- DVD cover
- Directed by: Yasujirō Ozu
- Screenplay by: Tadao Ikeda; Masao Arata;
- Story by: Yasujirō Ozu (as James Maki)
- Starring: Iida Chōko; Shinichi Himori; Masao Hayama; Yoshiko Tsubouchi;
- Cinematography: Shōjirō Sugimoto
- Music by: Senji Itō
- Distributed by: Shōchiku
- Release date: 1936;
- Running time: 82 minutes
- Country: Japan
- Language: Japanese

= The Only Son (1936 film) =

The Only Son (一人息子, Hitori musuko) is a 1936 Japanese film directed by Yasujirō Ozu, starring Chōko Iida and Shin'ichi Himori. The film was Ozu's first sound film feature.

==Plot==

The film starts in the rural town of Shinshū in 1923. A widow, Tsune (O-Tsune) Nonomiya (Chōko Iida), works hard at a silk production factory to provide for her only son, Ryōsuke. When Ryōsuke's teacher Ōkubo (Chishū Ryū) persuades her to let her son continue to study beyond elementary school, she decides to support her son's education even until college despite her poverty. Her son promises to become a great man.

Thirteen years later, in 1936, O-Tsune visits Ryōsuke (Shin'ichi Himori) in Tokyo. She learns that her son, now a night school teacher, has married and has a son. Her daughter-in-law Sugiko is nice and obliging, but Ryōsuke's job does not pay much. Ryosuke and O-Tsune visit Ōkubo, who is now a father of four and running a tonkatsu restaurant.

The couple keeps the mother entertained but their money is running out. On a trip to an industrial district one day, Ryōsuke confides in his mother that he wishes he had never come to Tokyo because it's difficult to succeed there, and that he is a disappointment to his mother. O-Tsune chides her son for giving up, telling him she has given up everything to see him succeed.

Sugiko sells her kimono and raises enough money for the whole family to go out to enjoy themselves. However Tomibo (Tomio Aoki), a neighbor's son, gets injured by a horse and Ryōsuke rushes him to the hospital. There he gives their money to Tomibo's mother to pay the hospital bill. O-Tsune later praises Ryōsuke for his selfless act.

O-Tsune eventually returns to Shinshu, but not before giving the couple some money for her grandson. Ryōsuke promises his wife he will obtain a teaching certificate. Back at Shinshū, O-Tsune tells her friend at the factory her son has become a "great man". But as she retires to the back of the factory after work, her face breaks into an expression of deep grief and pain.

==Cast==
- Choko Iida as Tsune Nonomiya
- Himori Shin'ichi as her son, Ryosuke
- Masao Hayama as young Ryosuke
- Yoshiko Tsubouchi as Sugiko
- Chishū Ryū as Okubo-sensei, Ryosuke's teacher
- Tomoko Naniwa as Okubo's wife
- Bakudan Kozo (Jun Yokoyama) as their son
- Mitsuko Yoshikawa as Otaka, Ryosuke's neighbour
- Tokkan Kozo (Tomio Aoki) as her son, Tomibo
- Eiko Takamatsu as Oshige

==Reception==
Roger Ebert inducted The Only Son into his Great Movies section, writing of its direction, "I really do feel as if Ozu is looking at his films along with me.
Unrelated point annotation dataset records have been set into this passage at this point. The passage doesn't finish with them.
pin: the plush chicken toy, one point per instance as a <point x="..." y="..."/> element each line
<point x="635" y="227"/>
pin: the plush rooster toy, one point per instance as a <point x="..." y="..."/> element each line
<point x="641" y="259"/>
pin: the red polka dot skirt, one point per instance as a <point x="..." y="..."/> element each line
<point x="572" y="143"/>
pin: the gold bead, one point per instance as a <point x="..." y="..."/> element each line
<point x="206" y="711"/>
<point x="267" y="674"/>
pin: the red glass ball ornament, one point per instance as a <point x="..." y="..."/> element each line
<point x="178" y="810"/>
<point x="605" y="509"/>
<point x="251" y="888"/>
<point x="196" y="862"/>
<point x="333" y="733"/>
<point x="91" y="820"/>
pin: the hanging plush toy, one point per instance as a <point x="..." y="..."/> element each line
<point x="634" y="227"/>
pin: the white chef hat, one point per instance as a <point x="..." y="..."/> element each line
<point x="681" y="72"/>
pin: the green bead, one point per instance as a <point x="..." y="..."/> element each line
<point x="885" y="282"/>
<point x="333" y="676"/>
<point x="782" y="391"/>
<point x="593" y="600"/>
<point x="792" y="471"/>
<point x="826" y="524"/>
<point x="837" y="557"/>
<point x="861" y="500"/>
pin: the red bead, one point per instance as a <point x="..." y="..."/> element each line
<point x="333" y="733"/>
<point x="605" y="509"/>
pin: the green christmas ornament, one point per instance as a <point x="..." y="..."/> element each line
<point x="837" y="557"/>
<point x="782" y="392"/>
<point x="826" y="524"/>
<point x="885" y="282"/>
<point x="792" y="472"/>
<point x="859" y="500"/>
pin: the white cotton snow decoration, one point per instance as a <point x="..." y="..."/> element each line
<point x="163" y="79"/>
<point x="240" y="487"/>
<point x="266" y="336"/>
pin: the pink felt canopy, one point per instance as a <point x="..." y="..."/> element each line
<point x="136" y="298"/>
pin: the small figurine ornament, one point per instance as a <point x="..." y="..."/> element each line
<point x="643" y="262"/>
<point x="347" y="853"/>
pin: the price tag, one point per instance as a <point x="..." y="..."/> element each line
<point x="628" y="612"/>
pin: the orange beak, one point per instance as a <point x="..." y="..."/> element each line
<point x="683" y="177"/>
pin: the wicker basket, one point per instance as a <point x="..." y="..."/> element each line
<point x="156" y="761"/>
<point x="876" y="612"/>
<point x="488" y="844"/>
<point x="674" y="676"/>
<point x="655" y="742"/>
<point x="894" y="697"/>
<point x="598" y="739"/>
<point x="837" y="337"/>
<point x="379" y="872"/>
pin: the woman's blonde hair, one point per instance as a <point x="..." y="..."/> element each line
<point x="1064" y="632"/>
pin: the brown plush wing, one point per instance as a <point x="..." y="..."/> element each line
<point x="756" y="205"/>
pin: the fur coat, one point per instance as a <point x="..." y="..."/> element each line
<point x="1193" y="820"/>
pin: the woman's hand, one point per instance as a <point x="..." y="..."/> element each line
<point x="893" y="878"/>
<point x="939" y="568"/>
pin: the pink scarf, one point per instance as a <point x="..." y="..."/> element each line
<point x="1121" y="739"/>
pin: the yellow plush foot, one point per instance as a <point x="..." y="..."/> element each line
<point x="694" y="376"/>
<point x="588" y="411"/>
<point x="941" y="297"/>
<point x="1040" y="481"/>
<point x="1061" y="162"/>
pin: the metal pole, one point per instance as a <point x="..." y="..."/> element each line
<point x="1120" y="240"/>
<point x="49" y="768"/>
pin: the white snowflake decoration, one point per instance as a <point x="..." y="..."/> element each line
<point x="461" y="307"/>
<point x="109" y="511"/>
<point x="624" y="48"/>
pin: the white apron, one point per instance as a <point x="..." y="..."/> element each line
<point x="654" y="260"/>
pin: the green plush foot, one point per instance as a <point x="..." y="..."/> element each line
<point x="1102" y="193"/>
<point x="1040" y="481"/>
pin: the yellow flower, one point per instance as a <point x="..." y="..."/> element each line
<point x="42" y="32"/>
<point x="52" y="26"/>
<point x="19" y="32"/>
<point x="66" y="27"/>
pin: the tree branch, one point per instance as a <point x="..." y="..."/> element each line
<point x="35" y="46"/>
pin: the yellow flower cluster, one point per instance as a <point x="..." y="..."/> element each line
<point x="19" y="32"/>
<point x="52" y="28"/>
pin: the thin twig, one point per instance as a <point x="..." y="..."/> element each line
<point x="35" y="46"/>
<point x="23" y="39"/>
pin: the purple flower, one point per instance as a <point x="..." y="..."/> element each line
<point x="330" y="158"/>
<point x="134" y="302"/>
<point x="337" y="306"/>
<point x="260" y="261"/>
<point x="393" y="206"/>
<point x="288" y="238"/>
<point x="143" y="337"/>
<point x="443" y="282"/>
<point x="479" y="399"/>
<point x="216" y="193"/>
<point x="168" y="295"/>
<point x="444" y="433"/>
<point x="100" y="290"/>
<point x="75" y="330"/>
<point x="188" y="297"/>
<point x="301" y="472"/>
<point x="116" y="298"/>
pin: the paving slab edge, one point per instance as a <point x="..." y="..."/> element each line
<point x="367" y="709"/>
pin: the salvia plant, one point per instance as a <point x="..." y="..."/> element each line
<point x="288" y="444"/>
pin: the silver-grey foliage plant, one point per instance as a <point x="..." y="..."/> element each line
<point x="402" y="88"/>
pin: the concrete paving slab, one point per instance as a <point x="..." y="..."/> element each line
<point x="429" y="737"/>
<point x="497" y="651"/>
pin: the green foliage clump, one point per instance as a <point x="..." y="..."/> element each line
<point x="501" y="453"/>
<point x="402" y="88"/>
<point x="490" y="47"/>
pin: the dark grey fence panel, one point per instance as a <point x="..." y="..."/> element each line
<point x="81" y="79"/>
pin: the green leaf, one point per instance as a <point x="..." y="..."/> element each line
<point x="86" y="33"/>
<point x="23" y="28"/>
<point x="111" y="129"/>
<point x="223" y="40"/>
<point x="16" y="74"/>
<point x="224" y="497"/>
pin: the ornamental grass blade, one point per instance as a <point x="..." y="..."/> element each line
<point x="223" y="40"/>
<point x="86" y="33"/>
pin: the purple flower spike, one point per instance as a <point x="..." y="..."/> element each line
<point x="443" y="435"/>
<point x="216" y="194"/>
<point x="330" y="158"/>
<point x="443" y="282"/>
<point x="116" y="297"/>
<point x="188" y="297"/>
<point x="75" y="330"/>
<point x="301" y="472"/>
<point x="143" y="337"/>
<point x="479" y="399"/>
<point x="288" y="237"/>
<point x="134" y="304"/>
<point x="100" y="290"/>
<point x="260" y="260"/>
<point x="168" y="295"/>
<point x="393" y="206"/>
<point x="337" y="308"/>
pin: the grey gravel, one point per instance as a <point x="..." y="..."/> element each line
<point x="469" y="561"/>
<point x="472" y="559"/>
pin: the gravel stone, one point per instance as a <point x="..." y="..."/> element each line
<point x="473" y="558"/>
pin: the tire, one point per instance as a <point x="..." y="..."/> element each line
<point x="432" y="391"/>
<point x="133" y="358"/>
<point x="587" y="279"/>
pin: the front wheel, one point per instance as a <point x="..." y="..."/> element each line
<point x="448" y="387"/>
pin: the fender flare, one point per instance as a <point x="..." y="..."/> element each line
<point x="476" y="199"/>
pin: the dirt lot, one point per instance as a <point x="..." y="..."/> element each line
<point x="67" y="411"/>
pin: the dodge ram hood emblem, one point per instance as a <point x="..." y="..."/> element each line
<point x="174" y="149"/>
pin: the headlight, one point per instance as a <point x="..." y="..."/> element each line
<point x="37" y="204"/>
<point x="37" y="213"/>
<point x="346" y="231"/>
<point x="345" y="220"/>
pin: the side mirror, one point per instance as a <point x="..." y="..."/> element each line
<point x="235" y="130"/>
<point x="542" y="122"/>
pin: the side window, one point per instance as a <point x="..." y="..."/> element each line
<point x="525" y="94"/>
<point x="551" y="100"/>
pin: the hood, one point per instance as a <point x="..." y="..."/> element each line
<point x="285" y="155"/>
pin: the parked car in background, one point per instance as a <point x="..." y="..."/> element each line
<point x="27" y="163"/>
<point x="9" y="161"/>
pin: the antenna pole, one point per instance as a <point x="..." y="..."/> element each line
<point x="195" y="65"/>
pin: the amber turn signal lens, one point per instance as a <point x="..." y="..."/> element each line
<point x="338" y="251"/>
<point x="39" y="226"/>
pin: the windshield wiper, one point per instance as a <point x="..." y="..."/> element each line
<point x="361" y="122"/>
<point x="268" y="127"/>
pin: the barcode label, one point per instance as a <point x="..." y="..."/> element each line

He isn't throwing them up on the screen for me to see by myself. Together we look at people trying to please, and often failing, and sometimes redeeming." Richard Brody of The New Yorker argued, "Ozu watches with his own stifled fury, as modernity uproots both the best and the worst aspects of tradition."

==Home media==
In 2010, the BFI released a Region 2 DVD of the film as a bonus feature on its Dual Format Edition (Blu-ray + DVD) of Late Spring.

A Region 1 DVD featuring The Only Son along with Ozu's There Was a Father was released by The Criterion Collection on July 13, 2010. The release included video interviews with film Scholars Tadao Sato, David Bordwell, and Kristin Thompson. Also included was a booklet featuring the essay The Only Son: Japan, 1936 by Tony Rayns.